Decision Tree Regressor
sklearn
from sklearn.tree import DecisionTreeRegressor
from sklearn.model_selection import train_test_split
import numpy as np
X = np.array([[1200,3],[1500,4],[800,2],[2000,5],[1700,4]])
y = np.array([240000,310000,180000,450000,360000])
X_train, X_test, y_train, y_test = train_test_split(X, y, test_size=0.2, random_state=42)
model = DecisionTreeRegressor()
model.fit(X_train, y_train)
predictions = model.predict(X_test)
print('Predicted prices:', predictions)
print('Actual prices:', y_test)
Decision trees can capture non-linear relationships but may overfit small data.
Random Forest Regressor
sklearn
from sklearn.ensemble import RandomForestRegressor
from sklearn.model_selection import train_test_split
import numpy as np
X = np.array([[1200,3],[1500,4],[800,2],[2000,5],[1700,4]])
y = np.array([240000,310000,180000,450000,360000])
X_train, X_test, y_train, y_test = train_test_split(X, y, test_size=0.2, random_state=42)
model = RandomForestRegressor(n_estimators=10, random_state=42)
model.fit(X_train, y_train)
predictions = model.predict(X_test)
print('Predicted prices:', predictions)
print('Actual prices:', y_test)
Random forests reduce overfitting and improve accuracy but need more computation.

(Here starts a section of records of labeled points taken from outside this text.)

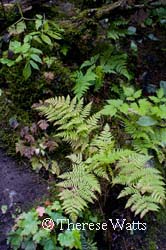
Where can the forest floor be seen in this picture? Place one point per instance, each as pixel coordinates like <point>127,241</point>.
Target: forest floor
<point>19,189</point>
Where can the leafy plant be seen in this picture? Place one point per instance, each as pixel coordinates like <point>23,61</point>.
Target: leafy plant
<point>92,72</point>
<point>94,155</point>
<point>28,231</point>
<point>117,30</point>
<point>46,31</point>
<point>143,119</point>
<point>36,145</point>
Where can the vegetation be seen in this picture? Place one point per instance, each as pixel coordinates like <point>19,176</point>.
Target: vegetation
<point>75,104</point>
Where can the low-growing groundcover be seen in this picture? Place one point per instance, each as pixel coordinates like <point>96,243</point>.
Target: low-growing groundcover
<point>83,103</point>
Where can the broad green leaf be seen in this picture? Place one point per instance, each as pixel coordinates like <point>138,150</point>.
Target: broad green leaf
<point>146,121</point>
<point>14,46</point>
<point>36,51</point>
<point>137,94</point>
<point>70,239</point>
<point>38,23</point>
<point>20,27</point>
<point>34,65</point>
<point>160,93</point>
<point>29,245</point>
<point>25,47</point>
<point>39,16</point>
<point>27,71</point>
<point>163,86</point>
<point>46,39</point>
<point>6,61</point>
<point>36,58</point>
<point>54,35</point>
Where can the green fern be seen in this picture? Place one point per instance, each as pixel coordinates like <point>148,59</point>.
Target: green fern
<point>116,31</point>
<point>83,82</point>
<point>145,185</point>
<point>94,156</point>
<point>79,187</point>
<point>73,121</point>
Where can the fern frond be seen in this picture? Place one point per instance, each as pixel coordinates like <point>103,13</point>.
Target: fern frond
<point>73,121</point>
<point>144,184</point>
<point>78,188</point>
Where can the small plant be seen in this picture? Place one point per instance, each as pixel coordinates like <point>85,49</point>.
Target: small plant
<point>92,72</point>
<point>41,227</point>
<point>94,155</point>
<point>23,51</point>
<point>36,145</point>
<point>143,120</point>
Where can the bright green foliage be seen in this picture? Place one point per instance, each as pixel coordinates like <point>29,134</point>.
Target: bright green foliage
<point>117,30</point>
<point>45,32</point>
<point>29,234</point>
<point>73,120</point>
<point>144,184</point>
<point>93,157</point>
<point>97,67</point>
<point>143,119</point>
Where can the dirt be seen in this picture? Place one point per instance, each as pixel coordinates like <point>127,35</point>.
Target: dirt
<point>19,189</point>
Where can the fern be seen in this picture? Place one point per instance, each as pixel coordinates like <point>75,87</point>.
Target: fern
<point>73,121</point>
<point>145,185</point>
<point>115,31</point>
<point>94,156</point>
<point>79,187</point>
<point>83,82</point>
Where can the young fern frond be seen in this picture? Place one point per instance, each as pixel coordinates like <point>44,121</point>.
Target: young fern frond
<point>72,120</point>
<point>95,156</point>
<point>144,184</point>
<point>78,189</point>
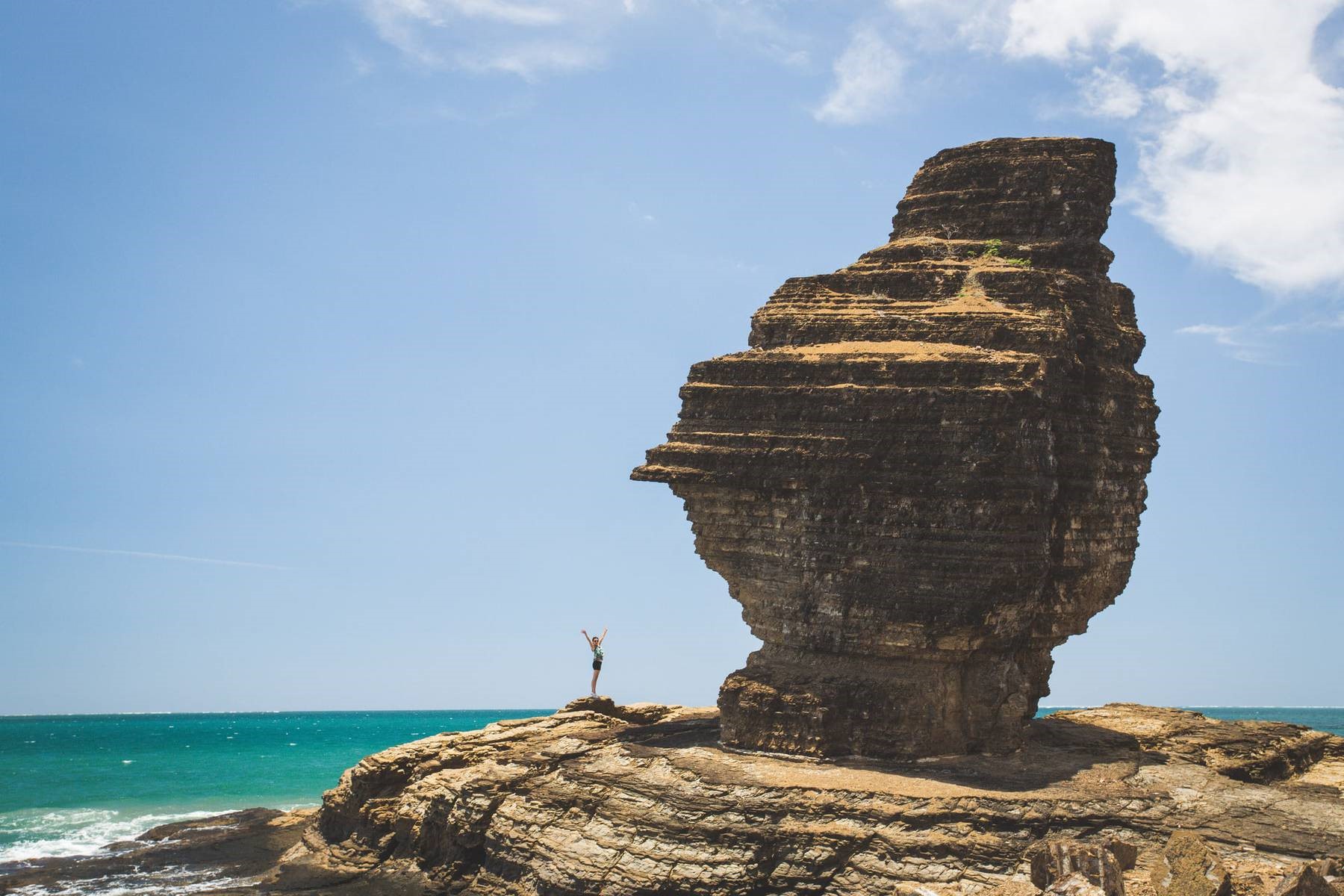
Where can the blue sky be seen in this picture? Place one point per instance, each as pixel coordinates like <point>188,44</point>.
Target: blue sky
<point>334,329</point>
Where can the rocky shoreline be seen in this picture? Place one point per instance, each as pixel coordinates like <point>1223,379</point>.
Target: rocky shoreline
<point>221,855</point>
<point>601,798</point>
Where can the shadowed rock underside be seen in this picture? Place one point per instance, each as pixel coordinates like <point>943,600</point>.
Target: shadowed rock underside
<point>927,470</point>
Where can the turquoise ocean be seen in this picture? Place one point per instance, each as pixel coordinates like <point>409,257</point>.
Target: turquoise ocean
<point>73,783</point>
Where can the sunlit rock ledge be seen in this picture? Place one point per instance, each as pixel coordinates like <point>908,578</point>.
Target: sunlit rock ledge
<point>601,798</point>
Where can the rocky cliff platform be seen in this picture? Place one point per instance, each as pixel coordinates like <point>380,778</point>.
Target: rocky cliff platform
<point>601,798</point>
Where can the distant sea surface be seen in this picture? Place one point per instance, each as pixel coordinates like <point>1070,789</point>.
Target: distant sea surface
<point>73,783</point>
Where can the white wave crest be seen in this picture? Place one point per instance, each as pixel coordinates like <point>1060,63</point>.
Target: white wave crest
<point>40,833</point>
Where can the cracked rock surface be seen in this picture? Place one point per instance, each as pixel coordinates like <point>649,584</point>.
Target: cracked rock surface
<point>612,800</point>
<point>927,470</point>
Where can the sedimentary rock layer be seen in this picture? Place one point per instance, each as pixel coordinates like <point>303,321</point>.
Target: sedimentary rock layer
<point>644,800</point>
<point>929,467</point>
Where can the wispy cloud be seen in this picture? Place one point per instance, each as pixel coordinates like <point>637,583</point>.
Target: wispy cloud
<point>1241,137</point>
<point>148,555</point>
<point>524,40</point>
<point>867,77</point>
<point>1241,340</point>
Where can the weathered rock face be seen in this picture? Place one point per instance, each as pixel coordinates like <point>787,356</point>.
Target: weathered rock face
<point>644,800</point>
<point>927,470</point>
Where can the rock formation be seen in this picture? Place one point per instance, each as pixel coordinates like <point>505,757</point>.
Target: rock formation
<point>613,800</point>
<point>927,470</point>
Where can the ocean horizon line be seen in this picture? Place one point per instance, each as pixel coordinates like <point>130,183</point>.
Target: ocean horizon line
<point>255,712</point>
<point>544,709</point>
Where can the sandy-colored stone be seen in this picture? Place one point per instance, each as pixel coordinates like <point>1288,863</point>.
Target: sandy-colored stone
<point>1057,859</point>
<point>1189,868</point>
<point>927,470</point>
<point>626,808</point>
<point>1304,882</point>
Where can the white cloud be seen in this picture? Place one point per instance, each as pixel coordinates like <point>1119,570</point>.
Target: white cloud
<point>526,40</point>
<point>1109,94</point>
<point>1239,340</point>
<point>147,555</point>
<point>1241,156</point>
<point>867,77</point>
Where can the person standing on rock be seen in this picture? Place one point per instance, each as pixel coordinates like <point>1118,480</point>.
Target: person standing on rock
<point>596,644</point>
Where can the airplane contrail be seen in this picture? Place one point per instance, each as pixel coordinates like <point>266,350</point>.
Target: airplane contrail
<point>143,554</point>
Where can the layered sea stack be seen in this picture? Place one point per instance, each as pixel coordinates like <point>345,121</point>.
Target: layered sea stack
<point>927,470</point>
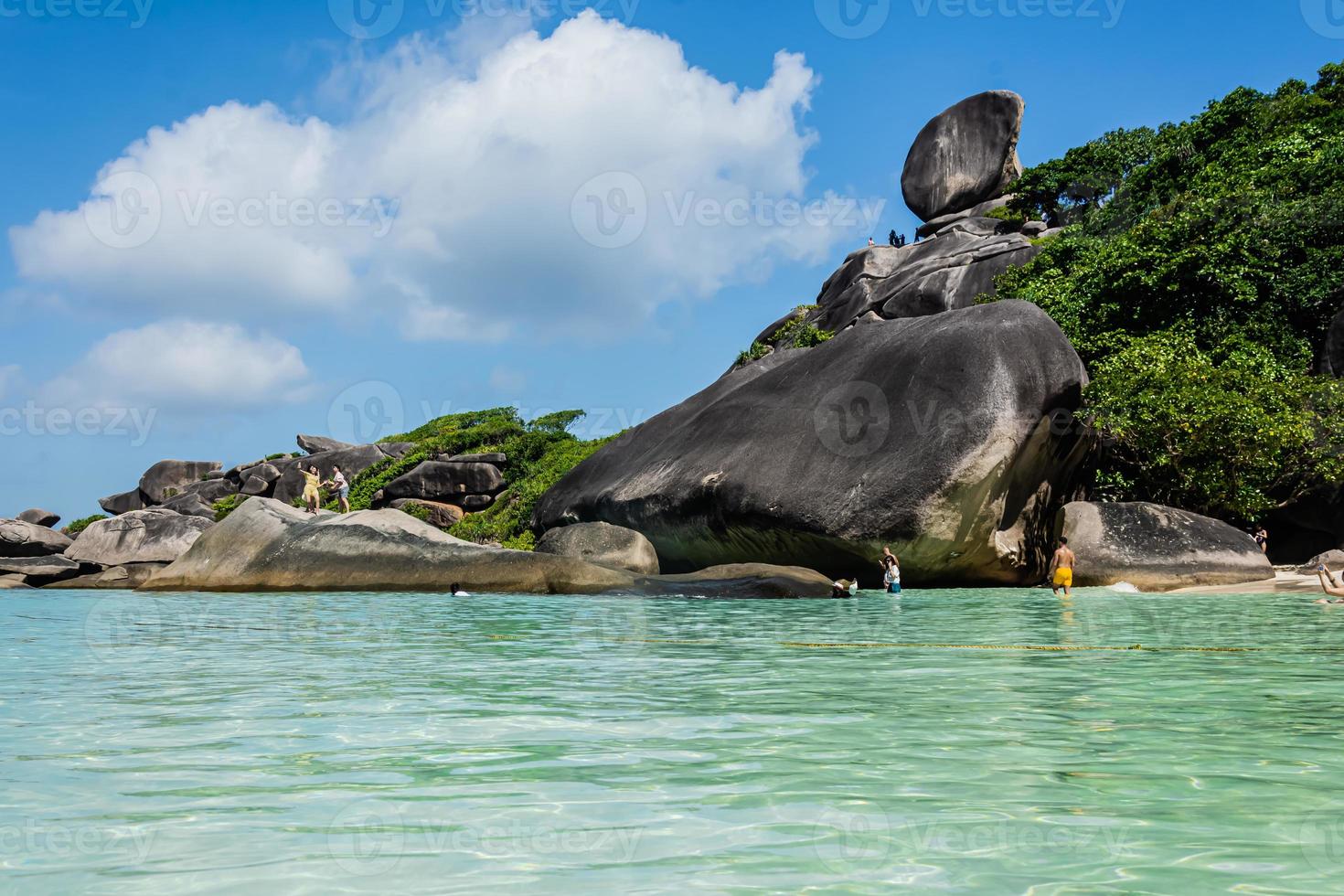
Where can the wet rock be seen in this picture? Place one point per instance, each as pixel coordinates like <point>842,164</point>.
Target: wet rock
<point>1157,549</point>
<point>603,544</point>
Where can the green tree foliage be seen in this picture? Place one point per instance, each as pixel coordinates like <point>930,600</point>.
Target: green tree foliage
<point>1199,272</point>
<point>1232,432</point>
<point>539,453</point>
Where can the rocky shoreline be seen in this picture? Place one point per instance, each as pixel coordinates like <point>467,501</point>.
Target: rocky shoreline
<point>903,407</point>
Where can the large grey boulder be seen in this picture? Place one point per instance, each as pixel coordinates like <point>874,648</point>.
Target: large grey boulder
<point>1157,549</point>
<point>445,481</point>
<point>351,461</point>
<point>964,156</point>
<point>142,536</point>
<point>19,539</point>
<point>943,274</point>
<point>320,443</point>
<point>603,544</point>
<point>39,517</point>
<point>191,504</point>
<point>167,478</point>
<point>268,546</point>
<point>48,567</point>
<point>123,503</point>
<point>946,437</point>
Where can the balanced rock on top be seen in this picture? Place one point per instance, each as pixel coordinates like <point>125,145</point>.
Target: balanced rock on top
<point>965,156</point>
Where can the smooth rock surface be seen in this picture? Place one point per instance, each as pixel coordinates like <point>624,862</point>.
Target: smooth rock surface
<point>603,544</point>
<point>19,539</point>
<point>443,481</point>
<point>443,516</point>
<point>266,546</point>
<point>1157,549</point>
<point>39,517</point>
<point>167,478</point>
<point>140,536</point>
<point>948,437</point>
<point>935,275</point>
<point>123,503</point>
<point>964,156</point>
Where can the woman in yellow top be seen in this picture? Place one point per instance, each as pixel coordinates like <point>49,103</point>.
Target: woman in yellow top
<point>311,483</point>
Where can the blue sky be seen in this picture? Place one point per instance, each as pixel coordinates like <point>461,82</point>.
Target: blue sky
<point>454,272</point>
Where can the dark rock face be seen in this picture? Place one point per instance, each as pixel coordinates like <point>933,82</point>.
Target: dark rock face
<point>1157,549</point>
<point>443,481</point>
<point>603,544</point>
<point>167,478</point>
<point>140,536</point>
<point>945,437</point>
<point>123,503</point>
<point>19,539</point>
<point>39,517</point>
<point>965,156</point>
<point>266,546</point>
<point>319,443</point>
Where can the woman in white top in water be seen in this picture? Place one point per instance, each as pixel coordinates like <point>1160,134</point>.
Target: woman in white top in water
<point>890,571</point>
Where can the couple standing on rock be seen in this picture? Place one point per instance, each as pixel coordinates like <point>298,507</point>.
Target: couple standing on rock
<point>314,483</point>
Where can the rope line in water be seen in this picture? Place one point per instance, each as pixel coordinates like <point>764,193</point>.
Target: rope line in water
<point>805,645</point>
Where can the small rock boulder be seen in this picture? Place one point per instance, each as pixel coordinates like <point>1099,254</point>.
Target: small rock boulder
<point>443,481</point>
<point>603,544</point>
<point>965,156</point>
<point>140,536</point>
<point>39,517</point>
<point>320,443</point>
<point>167,478</point>
<point>123,503</point>
<point>443,516</point>
<point>1157,549</point>
<point>19,539</point>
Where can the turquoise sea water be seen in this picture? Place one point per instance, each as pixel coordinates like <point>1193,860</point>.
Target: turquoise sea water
<point>390,743</point>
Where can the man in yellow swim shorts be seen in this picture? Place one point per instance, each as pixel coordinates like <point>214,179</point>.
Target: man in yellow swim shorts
<point>1062,569</point>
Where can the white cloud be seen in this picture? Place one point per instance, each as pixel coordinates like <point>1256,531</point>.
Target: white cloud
<point>8,379</point>
<point>183,364</point>
<point>472,149</point>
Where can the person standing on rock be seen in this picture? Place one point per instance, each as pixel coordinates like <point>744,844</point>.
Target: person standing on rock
<point>312,481</point>
<point>1062,569</point>
<point>342,486</point>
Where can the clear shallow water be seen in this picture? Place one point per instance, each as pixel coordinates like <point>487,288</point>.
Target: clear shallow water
<point>380,743</point>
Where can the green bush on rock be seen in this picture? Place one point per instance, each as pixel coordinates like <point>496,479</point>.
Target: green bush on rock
<point>539,453</point>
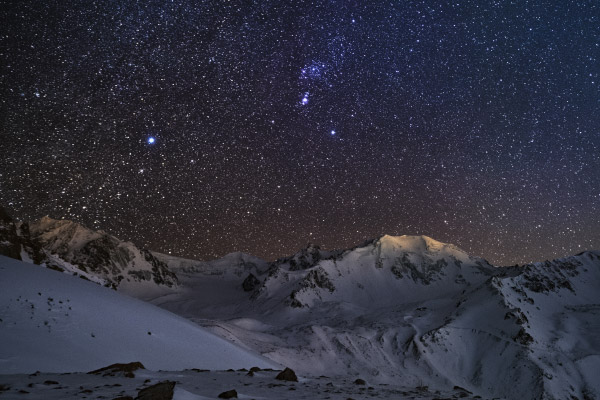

Complexity: O(n * m) time, O(n * m) space

Time Complexity

Training linear regression takes time proportional to the number of samples (n) times the number of features (m). Prediction is faster, just a dot product.

Space Complexity

The model stores coefficients for each feature, so space depends on the number of features and samples stored during training.

Which Approach is Fastest?

Linear regression is fastest and simplest; decision trees and random forests are slower but can model complex patterns better.

ApproachTimeSpaceBest For
Linear RegressionO(n*m)O(m)Simple, fast, linear relationships
Decision TreeO(n*m*log n)O(n)Non-linear data, interpretability
Random ForestO(t*n*m*log n)O(t*n)Better accuracy, handles complex data, slower
💡
Always split your data into training and testing sets to check how well your model predicts new data.
⚠️
Beginners often forget to reshape input data or split data properly, causing errors or poor predictions.